名所江戸百景 大てんま町木綿店 (めいしょえどひゃっけい おおでんまちょうもめんだな)
歌川広重(うたがわひろしげ)(初代)画 安政5年(1858)刊 東京誌料 0421-C13ア

 大伝馬町は木綿問屋街として発展し、木綿問屋が軒を並べており、木綿店(もめんだな)と呼ばれました。


 手前から田端屋(たばたや)、升屋(ますや)、嶋屋(しまや)の暖簾が見えます。わずかに田端屋の暖簾が開いており、反物が高く積まれている店先の様子がうかがわれます。
 一つの屋根の下に数件の同じ造りの店が軒を連ねる「長屋形式」は、大伝馬町独特のもので、屋根の上に設けた防火用に雨水を溜めておく天水桶の囲いや白壁の防火壁などが特徴です。

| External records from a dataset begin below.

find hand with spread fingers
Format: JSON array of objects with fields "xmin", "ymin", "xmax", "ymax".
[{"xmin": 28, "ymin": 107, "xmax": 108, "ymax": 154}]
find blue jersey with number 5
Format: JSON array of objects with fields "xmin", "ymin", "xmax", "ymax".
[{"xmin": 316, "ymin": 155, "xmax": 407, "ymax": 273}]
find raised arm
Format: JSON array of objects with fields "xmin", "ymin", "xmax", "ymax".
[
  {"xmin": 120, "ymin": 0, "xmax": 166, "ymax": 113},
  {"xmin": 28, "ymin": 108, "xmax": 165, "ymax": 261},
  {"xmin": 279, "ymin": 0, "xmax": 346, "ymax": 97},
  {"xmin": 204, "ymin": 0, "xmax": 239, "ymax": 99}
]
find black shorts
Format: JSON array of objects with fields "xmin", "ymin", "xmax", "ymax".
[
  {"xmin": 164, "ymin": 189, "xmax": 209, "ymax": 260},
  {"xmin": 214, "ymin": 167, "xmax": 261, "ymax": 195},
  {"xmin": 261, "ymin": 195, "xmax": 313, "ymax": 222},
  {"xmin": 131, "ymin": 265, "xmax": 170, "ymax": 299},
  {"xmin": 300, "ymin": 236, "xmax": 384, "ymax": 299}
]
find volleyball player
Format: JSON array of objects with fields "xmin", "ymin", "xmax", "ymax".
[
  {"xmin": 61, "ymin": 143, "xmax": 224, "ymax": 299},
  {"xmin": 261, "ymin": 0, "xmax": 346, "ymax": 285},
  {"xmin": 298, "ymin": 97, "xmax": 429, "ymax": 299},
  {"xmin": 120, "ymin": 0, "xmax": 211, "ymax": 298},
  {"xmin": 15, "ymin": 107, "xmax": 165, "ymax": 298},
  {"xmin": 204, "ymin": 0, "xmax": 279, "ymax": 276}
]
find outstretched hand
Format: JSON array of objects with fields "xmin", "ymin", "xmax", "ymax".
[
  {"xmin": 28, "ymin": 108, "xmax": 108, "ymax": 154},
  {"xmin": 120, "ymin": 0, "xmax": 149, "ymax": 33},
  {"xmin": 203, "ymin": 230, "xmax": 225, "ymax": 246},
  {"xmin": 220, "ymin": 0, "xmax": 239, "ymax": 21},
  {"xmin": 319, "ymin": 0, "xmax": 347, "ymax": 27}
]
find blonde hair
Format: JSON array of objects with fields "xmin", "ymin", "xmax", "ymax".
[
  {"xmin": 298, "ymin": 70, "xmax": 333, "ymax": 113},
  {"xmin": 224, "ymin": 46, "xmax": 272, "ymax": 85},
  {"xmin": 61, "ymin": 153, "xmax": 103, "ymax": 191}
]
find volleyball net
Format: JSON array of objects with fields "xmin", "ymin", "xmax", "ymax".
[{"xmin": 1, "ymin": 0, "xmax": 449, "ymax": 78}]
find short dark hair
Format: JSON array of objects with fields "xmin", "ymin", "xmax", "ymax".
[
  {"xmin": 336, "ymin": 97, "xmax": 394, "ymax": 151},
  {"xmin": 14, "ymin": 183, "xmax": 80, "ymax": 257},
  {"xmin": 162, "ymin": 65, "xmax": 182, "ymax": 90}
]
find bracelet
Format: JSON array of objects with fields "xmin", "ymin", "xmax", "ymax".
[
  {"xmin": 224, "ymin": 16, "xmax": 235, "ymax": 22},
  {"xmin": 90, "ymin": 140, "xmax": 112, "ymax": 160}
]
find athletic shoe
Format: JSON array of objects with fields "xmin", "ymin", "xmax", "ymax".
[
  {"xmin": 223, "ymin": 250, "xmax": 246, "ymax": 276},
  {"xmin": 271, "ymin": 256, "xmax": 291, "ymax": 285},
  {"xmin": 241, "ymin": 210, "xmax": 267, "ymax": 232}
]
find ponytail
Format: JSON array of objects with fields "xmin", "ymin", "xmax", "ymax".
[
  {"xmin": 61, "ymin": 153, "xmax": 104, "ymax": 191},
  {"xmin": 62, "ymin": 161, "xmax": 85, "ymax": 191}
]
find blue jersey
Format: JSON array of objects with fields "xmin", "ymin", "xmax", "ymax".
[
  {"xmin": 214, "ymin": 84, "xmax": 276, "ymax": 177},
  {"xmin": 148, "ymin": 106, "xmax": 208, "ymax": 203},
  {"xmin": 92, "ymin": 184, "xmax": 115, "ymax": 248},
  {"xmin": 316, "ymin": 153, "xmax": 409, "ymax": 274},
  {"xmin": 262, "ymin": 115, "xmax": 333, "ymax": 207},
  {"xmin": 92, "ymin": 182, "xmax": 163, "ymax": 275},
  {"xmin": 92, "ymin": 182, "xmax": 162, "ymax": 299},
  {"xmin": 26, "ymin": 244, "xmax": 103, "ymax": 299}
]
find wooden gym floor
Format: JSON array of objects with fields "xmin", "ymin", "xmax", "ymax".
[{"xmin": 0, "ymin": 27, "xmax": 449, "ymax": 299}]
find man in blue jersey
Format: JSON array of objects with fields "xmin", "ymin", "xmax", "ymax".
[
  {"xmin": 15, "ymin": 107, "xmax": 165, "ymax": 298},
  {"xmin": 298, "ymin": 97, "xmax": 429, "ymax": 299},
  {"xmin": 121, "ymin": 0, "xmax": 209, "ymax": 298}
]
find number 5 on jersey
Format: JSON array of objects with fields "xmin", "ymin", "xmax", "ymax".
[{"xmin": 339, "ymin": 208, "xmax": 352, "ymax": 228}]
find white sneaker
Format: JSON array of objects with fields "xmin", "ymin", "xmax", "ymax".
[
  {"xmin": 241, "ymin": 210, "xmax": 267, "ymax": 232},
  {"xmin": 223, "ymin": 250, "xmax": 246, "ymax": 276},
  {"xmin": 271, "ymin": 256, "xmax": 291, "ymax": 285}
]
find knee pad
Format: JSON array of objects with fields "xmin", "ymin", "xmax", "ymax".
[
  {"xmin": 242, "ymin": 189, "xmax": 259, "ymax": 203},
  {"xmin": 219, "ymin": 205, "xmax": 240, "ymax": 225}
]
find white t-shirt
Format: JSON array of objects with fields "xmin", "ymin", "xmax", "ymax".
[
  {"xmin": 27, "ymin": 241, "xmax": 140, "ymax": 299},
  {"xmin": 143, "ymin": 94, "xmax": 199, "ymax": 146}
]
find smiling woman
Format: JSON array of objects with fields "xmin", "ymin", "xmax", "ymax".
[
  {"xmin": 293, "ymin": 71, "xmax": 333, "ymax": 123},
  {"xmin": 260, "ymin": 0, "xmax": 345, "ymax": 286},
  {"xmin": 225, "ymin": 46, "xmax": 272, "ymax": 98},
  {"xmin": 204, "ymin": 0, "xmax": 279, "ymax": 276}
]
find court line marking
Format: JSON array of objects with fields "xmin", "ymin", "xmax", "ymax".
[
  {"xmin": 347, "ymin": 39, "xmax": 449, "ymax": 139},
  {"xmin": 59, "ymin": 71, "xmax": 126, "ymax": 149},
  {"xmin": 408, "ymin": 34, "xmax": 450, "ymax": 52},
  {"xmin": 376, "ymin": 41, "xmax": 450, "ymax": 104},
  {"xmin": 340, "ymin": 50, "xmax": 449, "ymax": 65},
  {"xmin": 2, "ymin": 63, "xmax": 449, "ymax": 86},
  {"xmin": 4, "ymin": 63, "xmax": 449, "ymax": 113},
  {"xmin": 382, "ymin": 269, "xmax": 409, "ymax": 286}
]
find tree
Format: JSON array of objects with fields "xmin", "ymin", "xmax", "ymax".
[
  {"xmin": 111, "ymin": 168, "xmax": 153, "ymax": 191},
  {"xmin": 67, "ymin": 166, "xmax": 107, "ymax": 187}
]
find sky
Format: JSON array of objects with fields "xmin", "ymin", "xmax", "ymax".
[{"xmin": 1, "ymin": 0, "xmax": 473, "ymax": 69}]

 元禄(1688~1704)の頃には、大伝馬町一丁目に大小さまざまな木綿問屋70軒余りが店を構えていました。この木綿問屋の大店は、ほとんどが伊勢商人で占められており、大伝馬町の街並みは「伊勢店(いせだな)」とも呼ばれました。伊勢や三河は古くから綿織物の産地として知られ、特に松坂木綿は全国でも最上の銘柄とされていました。